Thoughts on the future of Elland and reasons why the town is in decline

Elland town centre
Elland town centre

Having lived in Elland all my life and been proud to represent the town as a Calderdale Councillor for 24 years I have never been as saddened as I now am by the declining state of the town centre.

I think that of all the towns in Calderdale, Elland is the worst as facilities have gradually closed due in major part to decisions taken by the council.

Despite huge public opposition the Labour Council closed our swimming baths, resulting in a considerable loss of footfall in the town centre.

The council also closed the Wainwright Hall but the real nail in the coffin was the granting of planning permissions for Morrison’s and an extension at Aldi. These two developments have absolutely decimated trade in the town centre and trade which will never recover.
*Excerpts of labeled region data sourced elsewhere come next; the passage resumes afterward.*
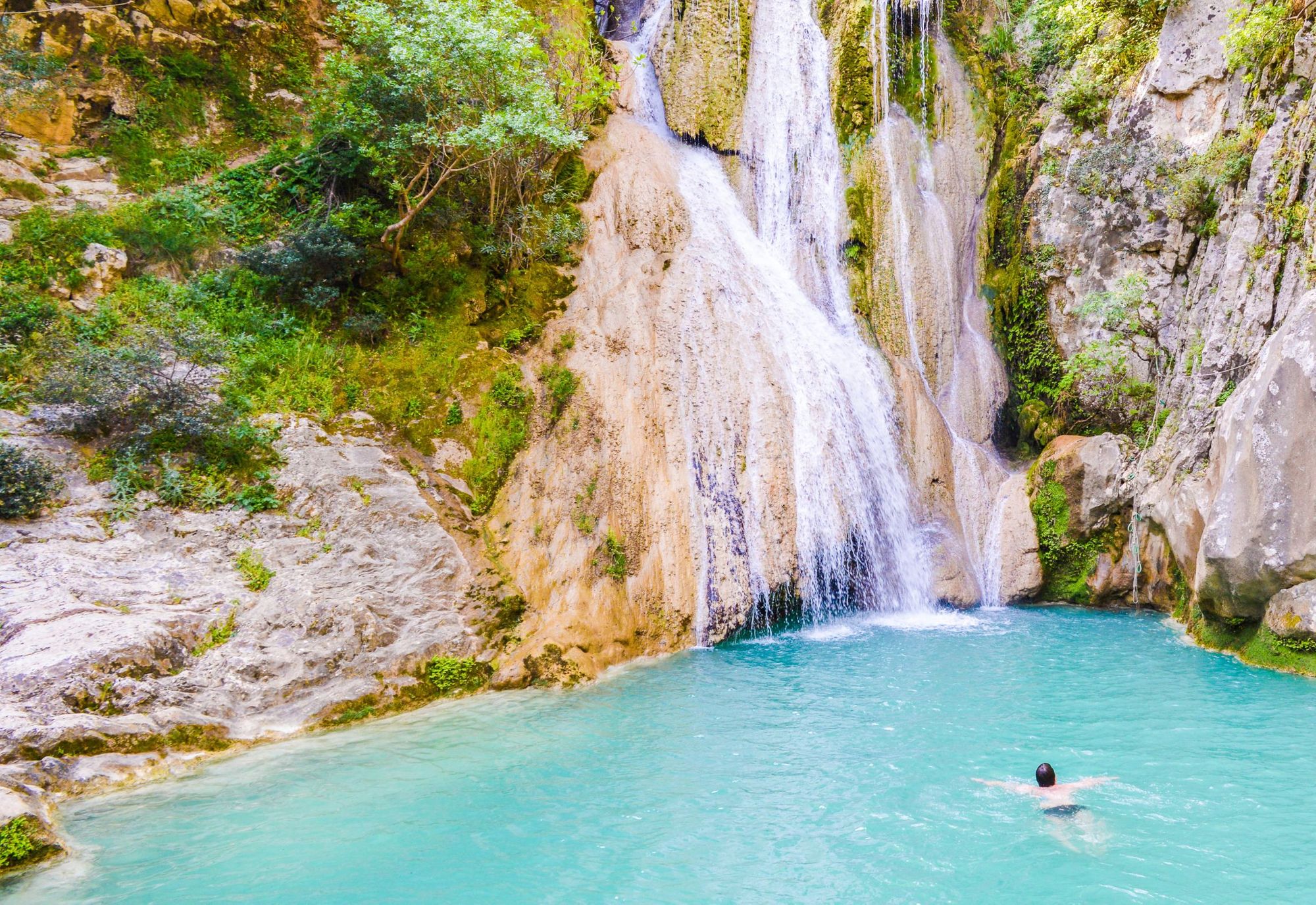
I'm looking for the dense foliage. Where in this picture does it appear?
[0,0,613,517]
[0,443,62,518]
[425,656,494,697]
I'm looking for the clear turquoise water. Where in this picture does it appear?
[5,609,1316,902]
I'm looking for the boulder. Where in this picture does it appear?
[1032,434,1136,537]
[4,89,78,145]
[1196,291,1316,620]
[998,472,1042,604]
[1266,581,1316,642]
[70,242,128,312]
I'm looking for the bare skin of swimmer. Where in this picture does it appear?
[974,776,1119,810]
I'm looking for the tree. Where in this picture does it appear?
[318,0,584,266]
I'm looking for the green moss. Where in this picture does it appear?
[540,364,580,424]
[425,656,494,697]
[463,367,529,514]
[18,723,233,760]
[819,0,875,143]
[192,608,240,656]
[1029,462,1128,604]
[1177,604,1316,676]
[230,547,274,595]
[0,814,59,871]
[524,645,584,688]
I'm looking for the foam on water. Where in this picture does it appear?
[18,608,1316,905]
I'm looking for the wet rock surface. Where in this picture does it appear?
[0,413,482,760]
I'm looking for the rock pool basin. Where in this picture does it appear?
[0,608,1316,902]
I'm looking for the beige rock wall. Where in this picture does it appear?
[654,0,754,153]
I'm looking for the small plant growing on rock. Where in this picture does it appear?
[425,656,494,697]
[192,608,240,656]
[603,529,626,581]
[0,816,46,868]
[540,364,580,424]
[233,547,275,592]
[524,645,584,688]
[0,443,63,518]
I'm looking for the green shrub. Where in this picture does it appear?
[238,221,366,308]
[0,442,63,518]
[0,816,43,868]
[425,656,494,697]
[233,547,275,592]
[540,364,580,424]
[1059,71,1111,130]
[1166,129,1261,237]
[603,527,626,581]
[37,320,240,451]
[0,178,46,201]
[1221,0,1313,82]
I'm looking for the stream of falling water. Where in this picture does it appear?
[869,0,1009,606]
[629,0,934,641]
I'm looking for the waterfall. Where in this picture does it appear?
[629,0,934,643]
[870,0,1009,606]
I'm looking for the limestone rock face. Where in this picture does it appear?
[1196,292,1316,618]
[1034,434,1136,537]
[654,0,754,153]
[1266,581,1316,642]
[1029,0,1316,618]
[833,35,1008,605]
[490,80,716,681]
[999,474,1042,604]
[0,413,480,760]
[70,242,128,312]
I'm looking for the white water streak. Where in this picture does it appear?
[632,0,933,641]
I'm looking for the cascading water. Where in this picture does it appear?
[629,0,934,642]
[869,0,1009,606]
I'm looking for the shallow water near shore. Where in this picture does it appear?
[10,609,1316,902]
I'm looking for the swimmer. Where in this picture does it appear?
[974,763,1119,817]
[974,763,1119,851]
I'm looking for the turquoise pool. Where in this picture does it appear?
[3,609,1316,902]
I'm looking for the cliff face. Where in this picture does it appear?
[990,0,1316,666]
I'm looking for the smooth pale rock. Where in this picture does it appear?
[1146,0,1234,97]
[0,160,51,195]
[3,88,78,146]
[1196,291,1316,618]
[1266,581,1316,641]
[999,472,1042,604]
[50,157,113,182]
[1032,434,1137,537]
[0,134,50,170]
[70,242,128,312]
[0,413,482,760]
[1087,520,1175,610]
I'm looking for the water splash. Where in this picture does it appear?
[870,0,1009,605]
[630,0,933,642]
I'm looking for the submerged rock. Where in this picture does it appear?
[1266,581,1316,645]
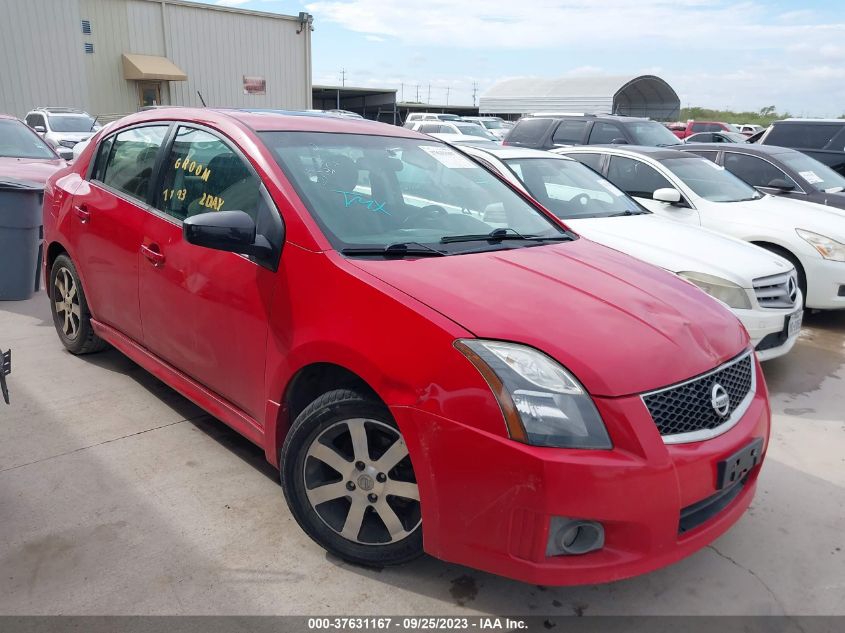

Shops have closed and more closures are on the way so that Southgate from Victoria Road to the Cross has less than a handful of shops. I remember when this part of Elland was a thriving community and teeming with shoppers.

Then of course Barclays bank and the Halifax decided to close their doors so we no longer have a bank. The loss of footfall has been considerable as a result of these closures. For many people there is now no reason to visit Elland town centre.

Ironically after campaigns to reduce parking charges which have been consistently ignored by the council, free parking for 30 minutes is now available at Coronation Street. The saying “shutting the stable door after the horse has bolted” comes to mind!

There is a suggestion that the market should be relocated to the Town Hall Square but I ask what market? Do two or three stalls constitute a market? The market such as it is cannot compete with Morison’s and Aldi, and hence its unpopularity.

I myself along with others have been complaining for months about the disgraceful state of the outside of the council offices and library, two prime public buildings, which detract hugely from the town centre but the council remains unconcerned.

At this time of the year credit must be given to Brian Mansfield, of the Elland and District Partnership, for all the hours which he gives in ensuring that we have an abundance of beautiful hanging baskets – all credit to Brian and his voluntary work – no thanks to the council.

The Lowfields Estate in Elland must generate some of the highest business rates in Calderdale and yet Elland, while having to tolerate considerable additional traffic, receives no benefit.

When I have asked at meetings about the need for additional road sweeping and a programme to clear up derelict sites I have constantly been told there is no money, yet the council has and continues to pour millions of pounds into Halifax.

A vast amount of money is to be spent on providing a railway station in Elland which will be of no benefit whatsoever to Elland town centre. What it will do is to take shoppers away from Elland and Calderdale to Leeds and places beyond.

The Elland Development Board, which 99 per cent of the Elland population has never heard of, needs people of vision who are forward thinking. Lots of words seem to be spoken and officers are good at jargon but what in reality has it achieved – two leaflets, which again 99 per cent of the Elland population has never seen, never mind read!

I have always been proud to call Elland my home town and when other people have referred to it as a district of Halifax I have quickly pointed out that Elland is a town in its own right and one of the oldest in Calderdale. But unless urgent action is taken to stem its decline I really do fear for the future.